Plaintiffs appeal from the dismissal of their complaint by the Chancery Division. Plaintiffs, with the exception of Reverend Edward B. Hardwick, who was defendant's former minister, are the Pastor, Raul A. Ruiz, and members of a Spanish-speaking congregation which is either affiliated with (as claimed by plaintiffs) or a part of (as defendants claim) defendant, First Baptist Church of Perth Amboy. Plaintiffs claim that they have been wrongfully expelled as members of the defendant church, while defendant asserts that plaintiffs have been rightfully denied membership in accordance with the tenets of its church.

The history of defendant's relationship with the Hispanic community commences in 1970 when the First Baptist Church started a "mission" to the Hispanic community of Perth Amboy. The "mission" included the creation of a Hispanic congregation within the church and the commencement of worship services in Spanish at the church. As the Spanish-speaking congregation gradually gained members, it began to use the church facilities for activities in addition to the regular Sunday worship services. By April 1979, 21 members of the Hispanic congregation were listed on the membership roll of the First Baptist Church. Plaintiffs claim that there were and are additional such members who inadvertently were not carried on the rolls. Defendant contends, however, that its former pastor, Reverend Hardwick, merely directed the clerk of the church to enter the individuals as members, and neglected to comply with the by-laws of the church requiring that membership first be passed upon by the deacons of the church and then placed before the membership for a vote. There appears to be no question that the by-laws do so provide, but plaintiffs contend that this provision had long fallen into disuse, and, in fact, has not been applied to many of defendant's English speaking members.

Defendant additionally asserts that in April, 1979 the Hispanic congregation formed its own separate Baptist Church, The Primera Iglesia Bautista Hispana, and that upon the formation of this church, the 21 members of the Hispanic congregation were deleted from defendant's rolls and noted as having transferred to the newly-formed church. Plaintiffs dispute this allegation. They contend that despite an earlier abortive attempt to form a new church, that process never came to fruition, and that for the years following the attempt they have been active members in good standing of defendant church and remain so to the present time. In fact, two of their number have served as defendant's trustees. Finally, plaintiffs claim that at a special business meeting of defendant on June 12, 1983 all the Hispanic members present were asked to leave the room at which time the English-speaking members "declared the Hispanic members to be non-members." A few months later defendant gave the Spanish congregation 30-days notice of eviction.

At oral argument we were informed that the parties have achieved a compromise in that they now share the use of the facilities, but defendant still maintains that plaintiffs are non-members of the church. Additionally, defendant has recently, by a vote of its then-recognized members, merged with another church, thereby augmenting its present membership 1.

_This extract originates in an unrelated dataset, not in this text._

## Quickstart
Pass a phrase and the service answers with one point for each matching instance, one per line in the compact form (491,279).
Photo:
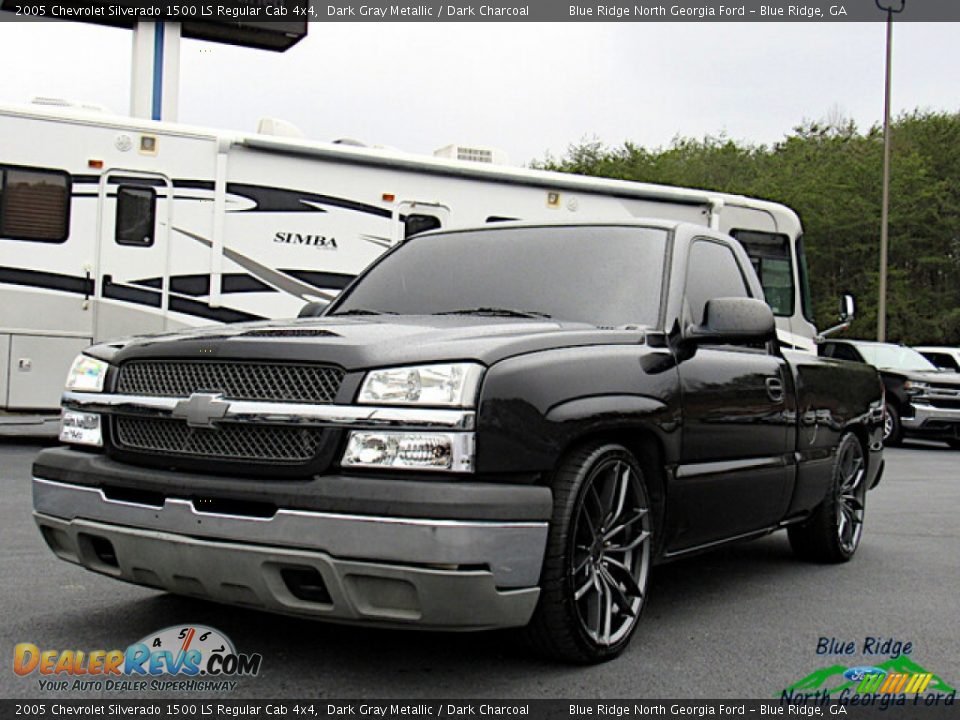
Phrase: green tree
(829,173)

This case has spanned the tenures of four Chancery judges, and each has attempted to resolve the issues by accommodating the needs of both sides. The original complaint listed the American Baptist Churches of New Jersey, Inc. and the Raritan Cluster of the American Baptist Church in New Jersey as defendants and requested the additional relief of having plaintiffs submit the issue of their membership to these entities "for final and binding resolution." Since defendant denied the authority of these organizations, this relief was denied and the complaint dismissed as to them 2.

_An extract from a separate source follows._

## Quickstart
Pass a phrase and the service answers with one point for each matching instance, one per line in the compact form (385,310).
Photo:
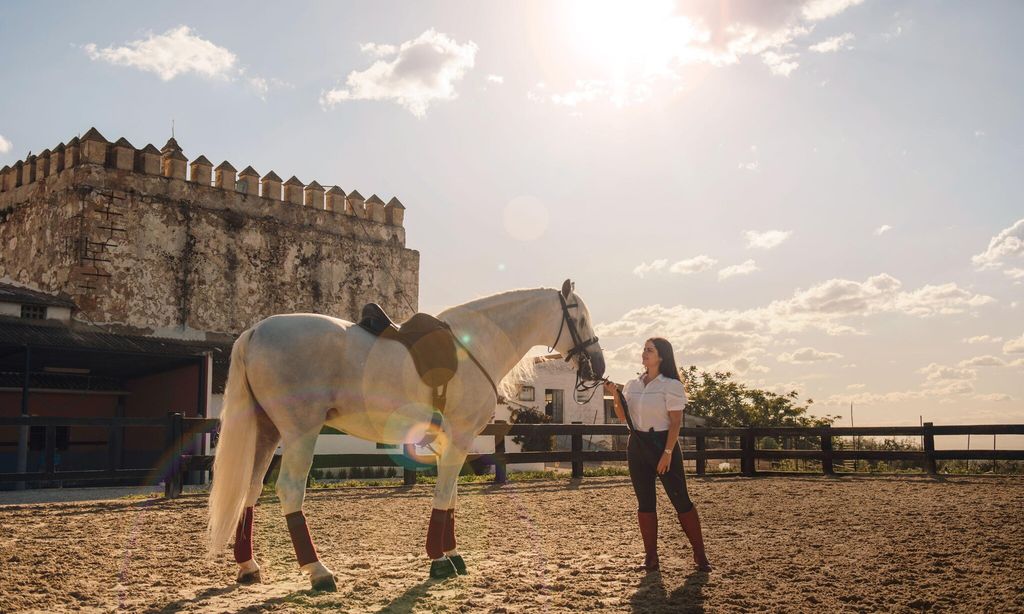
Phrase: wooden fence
(183,433)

One attempt to resolve this impasse was to have plaintiffs apply anew for membership in the church, have the church set forth reasons for any denial of membership in writing and report the results to the court, with plaintiffs and others of similar standing given leave to use the church premises for worship pending resolution of the case. Most of the plaintiffs submitted such applications and one by one were in the process of being examined by the deacons as to their theological views. When the process became attenuated, it was agreed that the applications themselves could be reviewed without personal examinations. Yet plaintiffs disavowed this process and determined to rest upon their position that they were already members of the church and need not reapply for membership. By then the case had been dismissed without prejudice pursuant to a Stipulation and Order of Dismissal with the understanding that either side could move to restore the matter if their differences had not been settled by April 1, 1986. One day prior to this deadline, plaintiffs filed a notice of motion to restore the case and both sides again filed cross-motions for summary judgment.

The trial judge based his dismissal on two grounds: first, that there was no case or controversy before the court; and, second, that the court lacked subject matter jurisdiction, since the case turned on a question of religious doctrine. We disagree with the trial judge on both points.

On the issue of the absence of a current controversy, plaintiffs' failure to apply (or reapply) for membership, defeated a court-initiated attempt to resolve the issue. However, compliance with this procedure was not a prerequisite for plaintiffs' pressing their cause of action. The court in no way ordered this solution as an exclusive means of redressing plaintiffs' asserted complaints. Rather, the suggestion was merely a proposed settlement to resolve the very issue before the court. Despite plaintiffs' failure to proceed as suggested by the court, and despite the resolution of the issue of their access to the church premises, an issue still remained before the court; specifically, whether plaintiffs were, in fact, members of the church and thereby permitted to vote with other members of the congregation. Therefore, contrary to the conclusion of the trial judge, there was a controversy still before the court.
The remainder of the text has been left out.